Theologisch ausgedrückt heißt das, dass wir uns nicht selbst erlösen können,
sondern die Gnade Gottes benötigen. Denn gerade das Denken, dass wir uns
selbst aus der eigenen Blindheit befreien könnten, ist die größte Blindheit
überhaupt. „Das ICH kann alles, wozu dann Gott“, heißt es heute
vielfach. Aber das es so einfach doch nicht ist, hat auch der 11. September
gezeigt.
Gott - mein Retter, das heißt nichts anderes als die Erkenntnis der Wahrheit,
die ich nicht selbst erreichen kann. Ich kann nicht aus meiner Haut.
Diese Erkenntnis, dieser AHA Effekt, der Wahrheit – das ist der erste Weg
die eigene Blindheit zu überwinden. Aufgerüttelt durch diese situative
Selbsterkenntnis geht es um mehr. Nicht immer wieder aufgerüttelt werden,
sondern selbst, regelmäßig sich und den eigenen Sinn zu hinterfragen – das
ist die Aufgabe als Christen.
Wir reden dann nicht mehr von Selbsterkenntnis, sondern von Selbstreferenz.

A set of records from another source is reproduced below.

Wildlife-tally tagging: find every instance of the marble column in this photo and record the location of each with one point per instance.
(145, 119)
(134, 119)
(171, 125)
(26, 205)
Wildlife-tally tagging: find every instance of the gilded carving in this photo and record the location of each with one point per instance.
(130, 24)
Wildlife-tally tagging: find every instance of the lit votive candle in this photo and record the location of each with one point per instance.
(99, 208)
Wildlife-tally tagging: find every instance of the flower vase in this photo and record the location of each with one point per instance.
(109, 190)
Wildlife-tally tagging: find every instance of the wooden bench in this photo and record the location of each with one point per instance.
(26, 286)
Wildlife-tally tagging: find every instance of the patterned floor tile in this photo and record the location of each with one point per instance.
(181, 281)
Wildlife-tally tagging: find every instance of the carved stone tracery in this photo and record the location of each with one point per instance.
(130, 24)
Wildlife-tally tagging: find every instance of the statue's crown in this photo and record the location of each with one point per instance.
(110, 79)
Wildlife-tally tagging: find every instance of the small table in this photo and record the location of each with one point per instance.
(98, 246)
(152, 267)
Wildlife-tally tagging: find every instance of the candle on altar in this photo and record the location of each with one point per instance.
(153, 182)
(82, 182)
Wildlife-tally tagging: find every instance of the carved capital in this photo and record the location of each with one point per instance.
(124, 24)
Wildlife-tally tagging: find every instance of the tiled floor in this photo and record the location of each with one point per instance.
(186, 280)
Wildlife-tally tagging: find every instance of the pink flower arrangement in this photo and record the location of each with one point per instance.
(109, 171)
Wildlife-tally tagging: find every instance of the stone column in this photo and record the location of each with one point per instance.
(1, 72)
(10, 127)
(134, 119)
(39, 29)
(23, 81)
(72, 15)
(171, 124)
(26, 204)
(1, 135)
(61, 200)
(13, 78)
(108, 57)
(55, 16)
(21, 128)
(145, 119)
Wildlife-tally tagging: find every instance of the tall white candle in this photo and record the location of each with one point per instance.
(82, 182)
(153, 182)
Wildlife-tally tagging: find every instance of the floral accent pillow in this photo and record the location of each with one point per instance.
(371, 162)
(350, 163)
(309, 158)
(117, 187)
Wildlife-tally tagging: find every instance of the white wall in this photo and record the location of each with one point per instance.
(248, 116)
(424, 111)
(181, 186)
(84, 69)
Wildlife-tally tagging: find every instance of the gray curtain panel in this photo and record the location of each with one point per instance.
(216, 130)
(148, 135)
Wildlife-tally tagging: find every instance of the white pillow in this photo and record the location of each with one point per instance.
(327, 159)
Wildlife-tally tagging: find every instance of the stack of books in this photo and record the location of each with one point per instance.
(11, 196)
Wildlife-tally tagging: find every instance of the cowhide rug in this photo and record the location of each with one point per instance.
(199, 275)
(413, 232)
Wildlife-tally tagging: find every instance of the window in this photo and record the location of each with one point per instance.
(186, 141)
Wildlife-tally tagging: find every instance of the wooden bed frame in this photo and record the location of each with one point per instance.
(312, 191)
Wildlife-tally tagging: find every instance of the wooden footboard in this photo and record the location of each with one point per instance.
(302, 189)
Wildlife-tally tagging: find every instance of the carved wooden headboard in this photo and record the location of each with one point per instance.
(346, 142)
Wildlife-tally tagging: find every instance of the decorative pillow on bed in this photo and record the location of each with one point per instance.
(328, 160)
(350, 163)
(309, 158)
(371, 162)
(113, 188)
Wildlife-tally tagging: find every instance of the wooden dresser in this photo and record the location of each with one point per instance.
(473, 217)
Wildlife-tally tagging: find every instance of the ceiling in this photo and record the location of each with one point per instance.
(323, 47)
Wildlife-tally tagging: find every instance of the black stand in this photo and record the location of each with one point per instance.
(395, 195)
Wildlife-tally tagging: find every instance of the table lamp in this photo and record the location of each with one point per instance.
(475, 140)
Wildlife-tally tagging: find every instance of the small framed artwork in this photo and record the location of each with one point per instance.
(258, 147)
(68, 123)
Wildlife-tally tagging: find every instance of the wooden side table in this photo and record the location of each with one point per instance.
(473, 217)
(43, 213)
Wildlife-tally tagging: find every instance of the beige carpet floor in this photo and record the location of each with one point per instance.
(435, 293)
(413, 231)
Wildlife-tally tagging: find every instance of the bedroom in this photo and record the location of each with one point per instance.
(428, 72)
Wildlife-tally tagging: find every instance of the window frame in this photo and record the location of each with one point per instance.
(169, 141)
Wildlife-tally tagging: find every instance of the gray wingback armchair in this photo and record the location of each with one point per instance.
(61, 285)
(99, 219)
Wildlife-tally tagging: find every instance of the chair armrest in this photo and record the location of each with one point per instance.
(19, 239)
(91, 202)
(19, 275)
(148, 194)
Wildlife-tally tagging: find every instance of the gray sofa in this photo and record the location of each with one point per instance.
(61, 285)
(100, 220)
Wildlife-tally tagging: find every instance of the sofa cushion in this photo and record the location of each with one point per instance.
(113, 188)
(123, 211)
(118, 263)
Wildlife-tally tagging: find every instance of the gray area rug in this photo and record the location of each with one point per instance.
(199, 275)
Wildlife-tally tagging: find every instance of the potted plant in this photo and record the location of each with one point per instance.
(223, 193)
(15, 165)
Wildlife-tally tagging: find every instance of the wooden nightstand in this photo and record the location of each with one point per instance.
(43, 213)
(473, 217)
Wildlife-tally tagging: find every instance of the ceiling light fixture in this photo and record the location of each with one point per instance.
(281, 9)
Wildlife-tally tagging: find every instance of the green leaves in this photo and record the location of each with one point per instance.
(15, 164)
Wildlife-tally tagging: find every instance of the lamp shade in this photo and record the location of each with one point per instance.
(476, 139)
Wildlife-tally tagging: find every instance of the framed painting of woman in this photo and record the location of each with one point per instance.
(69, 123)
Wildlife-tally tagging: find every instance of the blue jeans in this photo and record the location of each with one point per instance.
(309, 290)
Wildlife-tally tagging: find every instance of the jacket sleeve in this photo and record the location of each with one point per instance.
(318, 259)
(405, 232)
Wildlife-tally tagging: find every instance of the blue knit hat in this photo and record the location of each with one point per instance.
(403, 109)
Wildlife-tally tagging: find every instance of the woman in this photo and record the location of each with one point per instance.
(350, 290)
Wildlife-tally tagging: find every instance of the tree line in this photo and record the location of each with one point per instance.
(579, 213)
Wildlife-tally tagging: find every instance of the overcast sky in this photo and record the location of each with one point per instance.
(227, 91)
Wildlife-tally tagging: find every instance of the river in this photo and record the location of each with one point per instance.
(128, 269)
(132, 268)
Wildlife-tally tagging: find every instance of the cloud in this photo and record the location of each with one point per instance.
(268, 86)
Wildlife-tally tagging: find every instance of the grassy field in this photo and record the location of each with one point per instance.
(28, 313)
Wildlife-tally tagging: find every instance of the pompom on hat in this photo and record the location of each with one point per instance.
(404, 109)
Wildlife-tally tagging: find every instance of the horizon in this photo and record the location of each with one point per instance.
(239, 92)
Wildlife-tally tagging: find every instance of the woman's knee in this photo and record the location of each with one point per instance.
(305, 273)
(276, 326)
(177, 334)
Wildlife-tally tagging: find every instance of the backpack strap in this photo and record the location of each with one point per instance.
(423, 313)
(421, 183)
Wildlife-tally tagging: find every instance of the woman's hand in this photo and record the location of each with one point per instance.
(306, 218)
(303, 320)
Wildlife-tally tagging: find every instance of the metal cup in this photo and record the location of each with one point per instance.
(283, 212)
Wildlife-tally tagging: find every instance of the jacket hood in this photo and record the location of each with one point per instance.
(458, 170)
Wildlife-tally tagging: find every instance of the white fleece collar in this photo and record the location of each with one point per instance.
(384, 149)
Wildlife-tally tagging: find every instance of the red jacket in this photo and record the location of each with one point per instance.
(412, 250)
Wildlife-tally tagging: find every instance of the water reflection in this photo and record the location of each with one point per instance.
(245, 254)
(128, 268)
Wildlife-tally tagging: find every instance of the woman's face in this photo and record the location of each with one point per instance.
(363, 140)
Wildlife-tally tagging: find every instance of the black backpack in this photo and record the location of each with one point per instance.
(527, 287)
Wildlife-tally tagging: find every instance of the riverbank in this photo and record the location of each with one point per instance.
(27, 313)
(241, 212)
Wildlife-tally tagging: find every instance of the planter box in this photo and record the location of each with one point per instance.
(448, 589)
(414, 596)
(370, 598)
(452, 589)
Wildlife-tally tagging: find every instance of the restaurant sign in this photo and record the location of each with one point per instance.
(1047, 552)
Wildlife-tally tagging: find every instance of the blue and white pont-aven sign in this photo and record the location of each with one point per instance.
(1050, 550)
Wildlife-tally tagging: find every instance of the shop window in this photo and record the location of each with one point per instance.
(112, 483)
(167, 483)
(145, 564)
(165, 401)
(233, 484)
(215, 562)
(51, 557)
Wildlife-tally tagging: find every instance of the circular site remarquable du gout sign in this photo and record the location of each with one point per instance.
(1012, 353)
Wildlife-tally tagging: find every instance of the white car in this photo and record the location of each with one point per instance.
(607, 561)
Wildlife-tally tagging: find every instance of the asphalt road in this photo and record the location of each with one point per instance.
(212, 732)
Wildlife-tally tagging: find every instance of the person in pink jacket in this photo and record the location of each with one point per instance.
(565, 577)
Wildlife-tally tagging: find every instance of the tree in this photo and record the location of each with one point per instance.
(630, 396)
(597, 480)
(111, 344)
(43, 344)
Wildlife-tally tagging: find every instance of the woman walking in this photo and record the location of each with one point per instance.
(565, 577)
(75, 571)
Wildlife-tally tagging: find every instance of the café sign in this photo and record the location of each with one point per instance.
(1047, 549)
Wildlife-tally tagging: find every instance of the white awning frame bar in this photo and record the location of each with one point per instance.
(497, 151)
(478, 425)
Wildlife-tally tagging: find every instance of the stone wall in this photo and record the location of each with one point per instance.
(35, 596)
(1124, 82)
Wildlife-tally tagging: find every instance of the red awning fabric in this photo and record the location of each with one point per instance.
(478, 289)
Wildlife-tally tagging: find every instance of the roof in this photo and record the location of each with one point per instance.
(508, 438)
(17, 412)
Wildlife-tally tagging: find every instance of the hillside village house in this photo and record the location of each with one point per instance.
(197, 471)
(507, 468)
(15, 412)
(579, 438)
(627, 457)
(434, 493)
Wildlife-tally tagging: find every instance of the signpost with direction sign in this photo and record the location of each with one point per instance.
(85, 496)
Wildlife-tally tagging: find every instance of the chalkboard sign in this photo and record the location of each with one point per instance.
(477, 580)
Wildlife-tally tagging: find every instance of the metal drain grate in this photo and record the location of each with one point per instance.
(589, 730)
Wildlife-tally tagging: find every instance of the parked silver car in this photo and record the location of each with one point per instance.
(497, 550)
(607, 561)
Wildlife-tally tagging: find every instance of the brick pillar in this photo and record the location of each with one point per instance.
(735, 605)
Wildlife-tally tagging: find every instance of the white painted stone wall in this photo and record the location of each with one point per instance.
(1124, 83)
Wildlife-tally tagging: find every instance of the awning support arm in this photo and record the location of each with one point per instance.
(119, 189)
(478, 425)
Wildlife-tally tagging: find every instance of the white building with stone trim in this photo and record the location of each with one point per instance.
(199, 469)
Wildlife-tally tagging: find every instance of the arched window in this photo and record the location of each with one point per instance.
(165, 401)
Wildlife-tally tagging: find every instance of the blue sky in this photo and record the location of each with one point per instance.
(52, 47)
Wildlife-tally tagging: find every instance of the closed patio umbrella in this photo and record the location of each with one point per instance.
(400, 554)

Selbstreferenz ist die Fähigkeit von Menschen über den eigenen begrenzten
Horizont hinwegzuschauen und die alltäglichen Dinge zu hinterfragen.
Hinterfragen der eigenen Position des eigenen Verhalten und der eigenen
Erkenntnis. Aber auch das Hinterfragen von anderen Positionen, das Verhalten
anderer und der Erkenntnis anderer. Das Kriterium dies zu tun, ist durch Gott
in Jesus Christus selbst vorgegeben. Es ist die Sicht des Menschen als
Mittelpunkt des Handeln Gottes; jenseits von Normen und Gesetzen, von
Ideologien oder Fanatismus. Es ist dies die Sicht, die im Glauben geschenkt
ist, die die eigene Blindheit überwindet und so auch anderen Menschen helfen
kann.
Selbstreferenz – das ist die christliche Tugend par excellence. Denn nur so
wir Neid, Hochmut, Alltagsgewohnheit und dumme Ideologie im Zaum gehalten.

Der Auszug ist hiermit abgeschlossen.